Moliterno e la Sagra del formaggio Pecorino Moliterno è famosa soprattutto per il Canestrato di Moliterno IGP. L’origine latina del nome Moliterno, da mulctrum, luogo ove si munge , sottolinea la tipica produzione di formaggi che ha reso famosa nel mondo questa cittadina: si presume, che sin dal primo formarsi del borgo medioevale, i pochi abitanti si siano dedicati quasi esclusivamente all’attività della pastorizia ed all’attività casearia intorno alla torre del castello che sovrasta l’antico centro. Sita nell’ alta valle del fiume Agri, il suo abitato è tutto arroccato intorno al Castello feudale, di epoca tardo-angioina.
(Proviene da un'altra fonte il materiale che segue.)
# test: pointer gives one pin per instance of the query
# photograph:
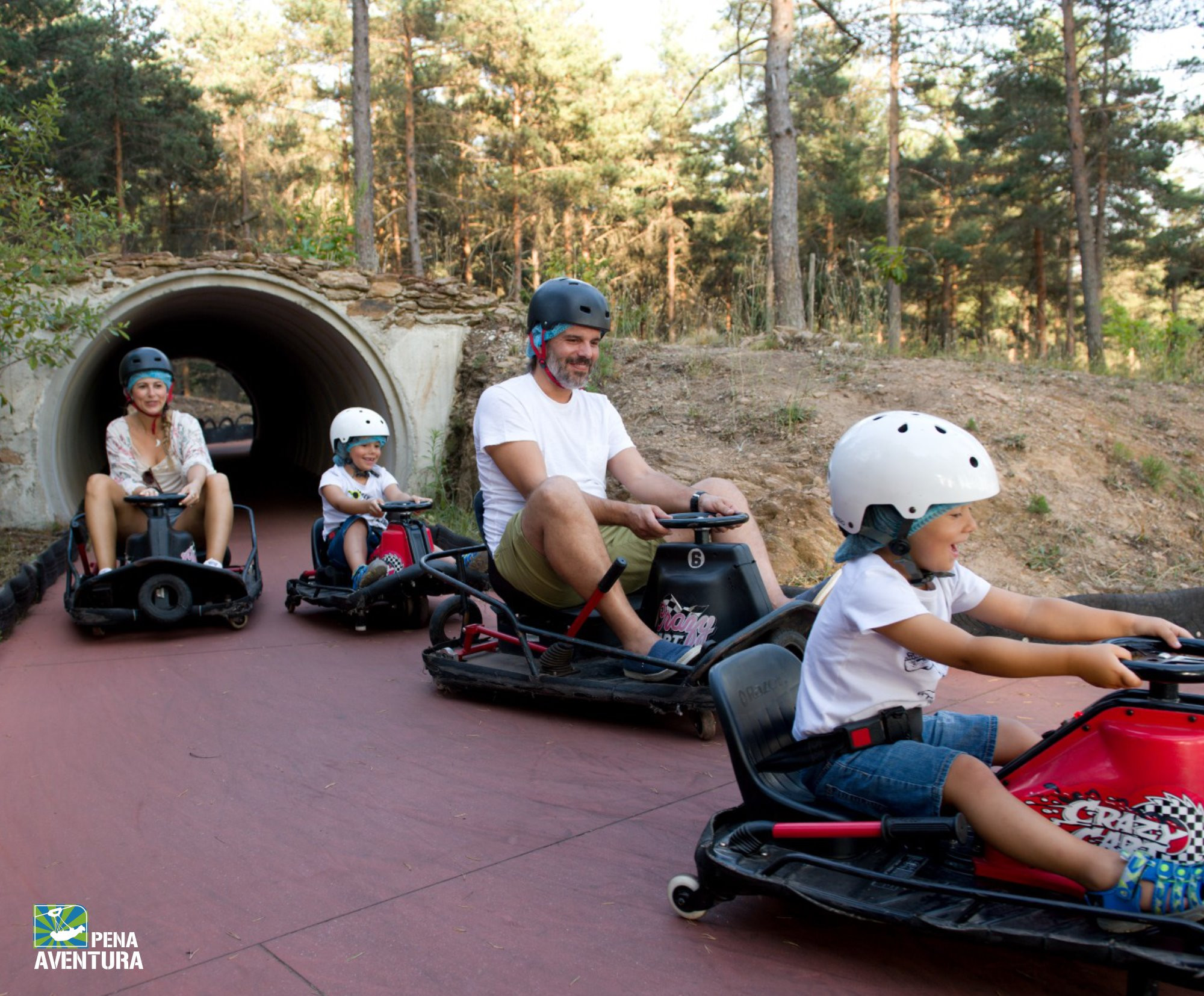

Ogni anno, la terza domenica di Agosto, si svolge la sagra del formaggio, sicuramente una delle feste più rappresentative del paese di Moliterno (PZ). Il formaggio pecorino di Moliterno, oggi come in passato, è famoso in tutto il mondo e costituisce, oltre che una risorsa gastronomica, soprattutto un patrimonio di cultura e tradizioni.
La sagra del formaggio si svolge ogni anno la prima domenica di agosto lungo percorsi caratteristici nel centro storico ricostruendo uno scorcio di vita passata. Lungo il percorso, nei luoghi e nei locali più caratteristici, sono allestiti spazi espositivi dove è possibile degustare o acquistare il rinomato pecorino.
Durante il corso della giornata si assiste alla cagliata, ovvero alla preparazione di alcuni formaggi freschi che si ottengono mediante la lavorazione del latte appena munto.
Caratteristiche e fasi di produzione La principale caratteristica della tecnica casearia di questo formaggio è quella di portare il latte alle soglie della bollitura, il che, eliminando ogni germe patogeno, ingloba nella cagliata sia la caseina del latte che l’albumina (come per il Cacioricotta). Prima di essere cagliato, il latte viene insaporito con un’erba fortemente aromatica (Calamintha Nepeta Savi, appartenente alla famiglia delle Labiate). Dopo aver ottenuto la pasta casearia, questa viene modellata in tante piccole sfere del diametro di 8-9 cm, che, nel caso vengano consumate fresche, si avvolgono in foglie di felce tenute insieme da un legaccio fatto con steli di ginestra. Soltanto nelle forme da stagionare si effettua la salatura a secco, che conferisce alla crosta un colore tra il grigio e il giallo.
Gastronomia e vini consigliati Molto interessante è il valore nutrizionale per la presenza sia della caseina che dell’albumina.
I vini consigliati per l’abbinamento sono Alezio Rosso, Lizzano Negroamaro Rosato.